In this example, users will determine the seroincidence of enteric fever in cross-sectional serosurveys conducted as part of the SeroEpidemiology and Environmental Surveillance (SEES) for enteric fever study in Bangladesh, Nepal, and Pakistan. Longitudinal antibody responses were modeled from 1420 blood culture-confirmed enteric fever cases enrolled from the same countries.

Methods

Load packages

The first step in conducting this analysis is to load our necessary packages. If you haven’t installed already, you will need to do so before loading:

install.packages("serocalculator")

See the Installation instructions for more details.

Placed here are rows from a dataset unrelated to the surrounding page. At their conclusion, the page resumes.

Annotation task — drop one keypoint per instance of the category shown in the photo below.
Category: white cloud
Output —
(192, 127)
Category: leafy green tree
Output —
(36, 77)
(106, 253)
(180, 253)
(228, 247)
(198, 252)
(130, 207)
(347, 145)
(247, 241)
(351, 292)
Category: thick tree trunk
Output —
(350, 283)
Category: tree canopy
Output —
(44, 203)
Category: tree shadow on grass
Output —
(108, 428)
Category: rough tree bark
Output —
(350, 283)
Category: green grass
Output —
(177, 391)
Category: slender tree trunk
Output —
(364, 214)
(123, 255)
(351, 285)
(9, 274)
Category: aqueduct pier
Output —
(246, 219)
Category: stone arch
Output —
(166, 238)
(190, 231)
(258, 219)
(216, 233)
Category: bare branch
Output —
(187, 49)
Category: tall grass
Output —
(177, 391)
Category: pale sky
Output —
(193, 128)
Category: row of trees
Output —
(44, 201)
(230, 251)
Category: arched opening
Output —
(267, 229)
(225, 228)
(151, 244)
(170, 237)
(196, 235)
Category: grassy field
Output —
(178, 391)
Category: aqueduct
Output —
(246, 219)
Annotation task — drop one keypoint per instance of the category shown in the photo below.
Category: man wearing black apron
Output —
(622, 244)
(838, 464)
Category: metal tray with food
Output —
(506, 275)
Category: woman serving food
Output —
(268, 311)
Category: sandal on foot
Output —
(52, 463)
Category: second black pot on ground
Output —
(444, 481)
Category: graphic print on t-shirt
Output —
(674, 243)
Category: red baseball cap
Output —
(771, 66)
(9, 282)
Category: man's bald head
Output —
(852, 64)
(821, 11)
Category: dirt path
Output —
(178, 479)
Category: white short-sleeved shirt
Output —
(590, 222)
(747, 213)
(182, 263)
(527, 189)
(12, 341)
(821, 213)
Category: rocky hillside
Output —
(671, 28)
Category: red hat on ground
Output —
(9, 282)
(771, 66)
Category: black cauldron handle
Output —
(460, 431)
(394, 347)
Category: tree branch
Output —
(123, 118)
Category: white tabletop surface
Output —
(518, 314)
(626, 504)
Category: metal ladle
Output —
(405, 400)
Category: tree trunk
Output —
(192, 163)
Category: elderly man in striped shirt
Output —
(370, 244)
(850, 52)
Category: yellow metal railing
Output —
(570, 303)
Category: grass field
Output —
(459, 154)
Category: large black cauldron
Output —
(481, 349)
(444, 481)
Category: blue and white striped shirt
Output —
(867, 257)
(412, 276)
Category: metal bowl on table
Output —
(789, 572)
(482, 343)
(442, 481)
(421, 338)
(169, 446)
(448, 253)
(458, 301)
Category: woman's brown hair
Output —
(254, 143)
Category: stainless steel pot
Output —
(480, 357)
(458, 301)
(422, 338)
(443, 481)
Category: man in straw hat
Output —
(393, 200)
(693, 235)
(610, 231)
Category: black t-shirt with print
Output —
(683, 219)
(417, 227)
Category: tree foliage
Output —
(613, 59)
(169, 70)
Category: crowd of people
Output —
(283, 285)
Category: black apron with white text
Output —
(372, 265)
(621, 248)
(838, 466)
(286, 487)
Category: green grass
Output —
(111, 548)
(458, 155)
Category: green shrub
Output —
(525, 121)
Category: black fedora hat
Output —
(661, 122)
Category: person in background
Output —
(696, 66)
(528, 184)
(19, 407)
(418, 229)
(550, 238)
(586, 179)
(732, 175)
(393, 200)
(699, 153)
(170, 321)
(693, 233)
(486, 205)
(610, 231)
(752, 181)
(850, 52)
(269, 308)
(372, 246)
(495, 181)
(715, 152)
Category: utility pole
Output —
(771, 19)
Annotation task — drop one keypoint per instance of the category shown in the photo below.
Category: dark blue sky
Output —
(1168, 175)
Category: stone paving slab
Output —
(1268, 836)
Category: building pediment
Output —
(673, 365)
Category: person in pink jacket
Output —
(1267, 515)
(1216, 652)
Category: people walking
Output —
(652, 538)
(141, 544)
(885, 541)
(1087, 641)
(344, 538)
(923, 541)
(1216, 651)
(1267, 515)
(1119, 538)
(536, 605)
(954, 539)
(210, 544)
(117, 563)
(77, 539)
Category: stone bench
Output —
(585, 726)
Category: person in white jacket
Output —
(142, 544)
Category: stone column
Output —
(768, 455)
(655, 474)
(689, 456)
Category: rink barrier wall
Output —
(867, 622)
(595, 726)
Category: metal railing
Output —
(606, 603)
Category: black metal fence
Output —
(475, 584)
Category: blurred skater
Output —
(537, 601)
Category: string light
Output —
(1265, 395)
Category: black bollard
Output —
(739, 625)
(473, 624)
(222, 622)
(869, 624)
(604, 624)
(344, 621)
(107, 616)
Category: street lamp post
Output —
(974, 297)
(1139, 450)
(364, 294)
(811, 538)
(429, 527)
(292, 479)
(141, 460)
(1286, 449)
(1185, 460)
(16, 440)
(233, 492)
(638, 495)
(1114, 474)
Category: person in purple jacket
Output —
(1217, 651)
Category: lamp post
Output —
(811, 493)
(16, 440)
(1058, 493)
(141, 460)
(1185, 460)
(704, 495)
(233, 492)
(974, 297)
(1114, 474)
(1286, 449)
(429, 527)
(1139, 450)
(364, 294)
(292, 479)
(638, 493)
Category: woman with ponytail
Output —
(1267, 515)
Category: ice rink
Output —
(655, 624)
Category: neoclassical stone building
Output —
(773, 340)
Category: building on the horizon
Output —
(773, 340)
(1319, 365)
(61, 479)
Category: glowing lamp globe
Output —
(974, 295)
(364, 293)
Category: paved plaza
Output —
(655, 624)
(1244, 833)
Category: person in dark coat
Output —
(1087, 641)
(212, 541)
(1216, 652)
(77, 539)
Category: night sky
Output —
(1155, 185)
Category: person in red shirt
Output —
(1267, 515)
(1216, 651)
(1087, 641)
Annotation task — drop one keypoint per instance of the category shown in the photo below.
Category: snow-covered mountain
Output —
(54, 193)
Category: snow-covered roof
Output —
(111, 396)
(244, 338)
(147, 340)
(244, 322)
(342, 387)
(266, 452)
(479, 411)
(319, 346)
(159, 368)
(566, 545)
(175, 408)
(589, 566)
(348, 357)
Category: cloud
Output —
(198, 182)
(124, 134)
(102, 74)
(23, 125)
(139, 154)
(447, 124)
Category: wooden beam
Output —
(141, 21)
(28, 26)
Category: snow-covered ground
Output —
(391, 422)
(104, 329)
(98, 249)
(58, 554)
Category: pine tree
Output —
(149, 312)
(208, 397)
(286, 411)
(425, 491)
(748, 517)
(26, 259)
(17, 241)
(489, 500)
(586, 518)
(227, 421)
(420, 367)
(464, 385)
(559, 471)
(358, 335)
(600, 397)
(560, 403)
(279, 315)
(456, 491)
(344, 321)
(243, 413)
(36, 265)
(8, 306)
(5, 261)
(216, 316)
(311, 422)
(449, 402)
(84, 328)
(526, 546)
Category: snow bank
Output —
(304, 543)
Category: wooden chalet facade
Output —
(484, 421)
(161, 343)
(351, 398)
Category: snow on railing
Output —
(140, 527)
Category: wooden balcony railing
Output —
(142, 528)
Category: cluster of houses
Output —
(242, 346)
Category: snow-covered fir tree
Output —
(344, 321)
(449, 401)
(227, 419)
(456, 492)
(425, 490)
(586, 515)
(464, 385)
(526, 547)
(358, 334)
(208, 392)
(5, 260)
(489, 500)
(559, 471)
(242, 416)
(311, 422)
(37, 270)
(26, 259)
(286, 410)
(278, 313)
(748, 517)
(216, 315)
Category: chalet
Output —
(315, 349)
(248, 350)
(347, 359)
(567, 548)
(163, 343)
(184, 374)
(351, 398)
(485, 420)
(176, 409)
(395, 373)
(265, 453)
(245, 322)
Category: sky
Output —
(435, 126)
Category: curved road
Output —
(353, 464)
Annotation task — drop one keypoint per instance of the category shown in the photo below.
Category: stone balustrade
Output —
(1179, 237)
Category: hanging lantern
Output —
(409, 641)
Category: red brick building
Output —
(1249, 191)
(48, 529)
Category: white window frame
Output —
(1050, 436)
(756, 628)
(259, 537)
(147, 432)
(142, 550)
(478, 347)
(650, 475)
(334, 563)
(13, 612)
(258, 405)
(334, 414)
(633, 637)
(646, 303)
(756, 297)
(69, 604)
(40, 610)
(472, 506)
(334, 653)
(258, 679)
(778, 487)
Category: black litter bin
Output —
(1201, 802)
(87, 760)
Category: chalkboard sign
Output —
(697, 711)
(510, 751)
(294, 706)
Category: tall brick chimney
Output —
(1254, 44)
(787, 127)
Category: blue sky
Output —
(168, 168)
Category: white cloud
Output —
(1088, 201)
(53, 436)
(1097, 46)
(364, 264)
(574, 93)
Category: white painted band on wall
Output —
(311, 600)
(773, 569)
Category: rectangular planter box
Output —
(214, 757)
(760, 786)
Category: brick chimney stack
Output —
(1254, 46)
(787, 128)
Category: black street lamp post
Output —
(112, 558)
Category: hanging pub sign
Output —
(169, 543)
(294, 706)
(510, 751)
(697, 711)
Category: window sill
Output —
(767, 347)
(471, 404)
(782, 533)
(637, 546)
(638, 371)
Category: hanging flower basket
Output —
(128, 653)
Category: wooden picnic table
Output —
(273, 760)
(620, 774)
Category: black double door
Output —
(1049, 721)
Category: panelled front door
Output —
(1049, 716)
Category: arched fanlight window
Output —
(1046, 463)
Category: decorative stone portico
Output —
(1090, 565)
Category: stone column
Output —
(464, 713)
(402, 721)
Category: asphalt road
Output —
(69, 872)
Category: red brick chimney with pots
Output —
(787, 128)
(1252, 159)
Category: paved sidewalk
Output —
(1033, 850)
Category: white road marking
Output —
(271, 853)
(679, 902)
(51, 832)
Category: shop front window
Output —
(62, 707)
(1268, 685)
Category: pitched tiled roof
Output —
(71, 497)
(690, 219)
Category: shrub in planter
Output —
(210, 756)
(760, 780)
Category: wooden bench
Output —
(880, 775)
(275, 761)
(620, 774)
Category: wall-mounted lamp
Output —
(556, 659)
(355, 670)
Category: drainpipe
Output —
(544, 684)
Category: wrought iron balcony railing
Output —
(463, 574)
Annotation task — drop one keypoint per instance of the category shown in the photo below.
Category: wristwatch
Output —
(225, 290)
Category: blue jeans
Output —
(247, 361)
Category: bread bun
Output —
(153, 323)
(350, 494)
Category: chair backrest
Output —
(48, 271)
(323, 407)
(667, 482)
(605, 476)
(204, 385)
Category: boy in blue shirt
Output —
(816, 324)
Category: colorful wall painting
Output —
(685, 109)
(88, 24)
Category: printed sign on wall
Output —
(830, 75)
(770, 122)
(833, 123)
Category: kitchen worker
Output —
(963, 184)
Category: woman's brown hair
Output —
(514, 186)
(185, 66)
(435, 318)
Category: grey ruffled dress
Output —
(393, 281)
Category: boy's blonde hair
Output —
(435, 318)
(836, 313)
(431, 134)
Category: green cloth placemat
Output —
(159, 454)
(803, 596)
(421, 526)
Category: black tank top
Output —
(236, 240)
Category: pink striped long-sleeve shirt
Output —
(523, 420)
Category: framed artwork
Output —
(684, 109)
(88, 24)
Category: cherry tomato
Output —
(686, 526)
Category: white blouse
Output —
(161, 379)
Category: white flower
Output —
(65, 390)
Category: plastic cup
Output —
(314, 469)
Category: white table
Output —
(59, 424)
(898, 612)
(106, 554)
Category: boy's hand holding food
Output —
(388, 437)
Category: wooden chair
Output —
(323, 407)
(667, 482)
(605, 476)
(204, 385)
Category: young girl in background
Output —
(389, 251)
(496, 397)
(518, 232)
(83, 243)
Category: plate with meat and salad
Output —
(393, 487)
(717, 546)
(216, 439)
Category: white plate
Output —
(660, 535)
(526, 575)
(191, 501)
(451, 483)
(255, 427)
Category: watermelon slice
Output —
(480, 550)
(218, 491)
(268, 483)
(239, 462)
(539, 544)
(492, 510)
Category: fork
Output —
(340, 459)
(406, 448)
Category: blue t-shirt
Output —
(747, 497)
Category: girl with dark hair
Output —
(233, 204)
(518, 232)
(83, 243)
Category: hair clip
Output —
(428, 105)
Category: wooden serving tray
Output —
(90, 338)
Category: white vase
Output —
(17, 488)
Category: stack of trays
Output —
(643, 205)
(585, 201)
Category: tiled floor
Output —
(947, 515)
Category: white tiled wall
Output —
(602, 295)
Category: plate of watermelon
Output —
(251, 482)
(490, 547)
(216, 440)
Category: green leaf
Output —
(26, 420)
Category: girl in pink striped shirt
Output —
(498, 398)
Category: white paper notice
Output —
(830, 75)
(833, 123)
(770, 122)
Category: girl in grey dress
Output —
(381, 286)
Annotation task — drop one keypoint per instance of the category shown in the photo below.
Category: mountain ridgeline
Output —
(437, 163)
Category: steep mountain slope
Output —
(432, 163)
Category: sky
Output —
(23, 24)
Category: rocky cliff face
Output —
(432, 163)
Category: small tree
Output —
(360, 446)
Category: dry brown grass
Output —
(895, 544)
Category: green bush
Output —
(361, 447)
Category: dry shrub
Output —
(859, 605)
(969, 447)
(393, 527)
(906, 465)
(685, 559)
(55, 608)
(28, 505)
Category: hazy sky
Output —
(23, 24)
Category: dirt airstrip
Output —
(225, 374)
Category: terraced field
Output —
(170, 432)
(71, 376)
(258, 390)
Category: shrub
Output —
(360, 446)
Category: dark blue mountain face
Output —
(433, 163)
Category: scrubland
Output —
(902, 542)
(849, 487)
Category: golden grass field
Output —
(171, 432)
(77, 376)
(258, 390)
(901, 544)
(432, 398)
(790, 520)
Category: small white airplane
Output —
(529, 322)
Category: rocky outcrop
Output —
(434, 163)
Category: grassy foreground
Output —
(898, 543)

Once the serocalculator package has been installed, load it into your R environment using library(), along with any other packages you may need for data management; For this example, we will load tidyverse and forcats:

Load data

Pathogen-specific sample datasets, noise parameters, and longitudinal antibody dynamics for serocalculator are available on the Serocalculator Data Repository on Open Science Framework (OSF). We will pull this data directly into our R environment.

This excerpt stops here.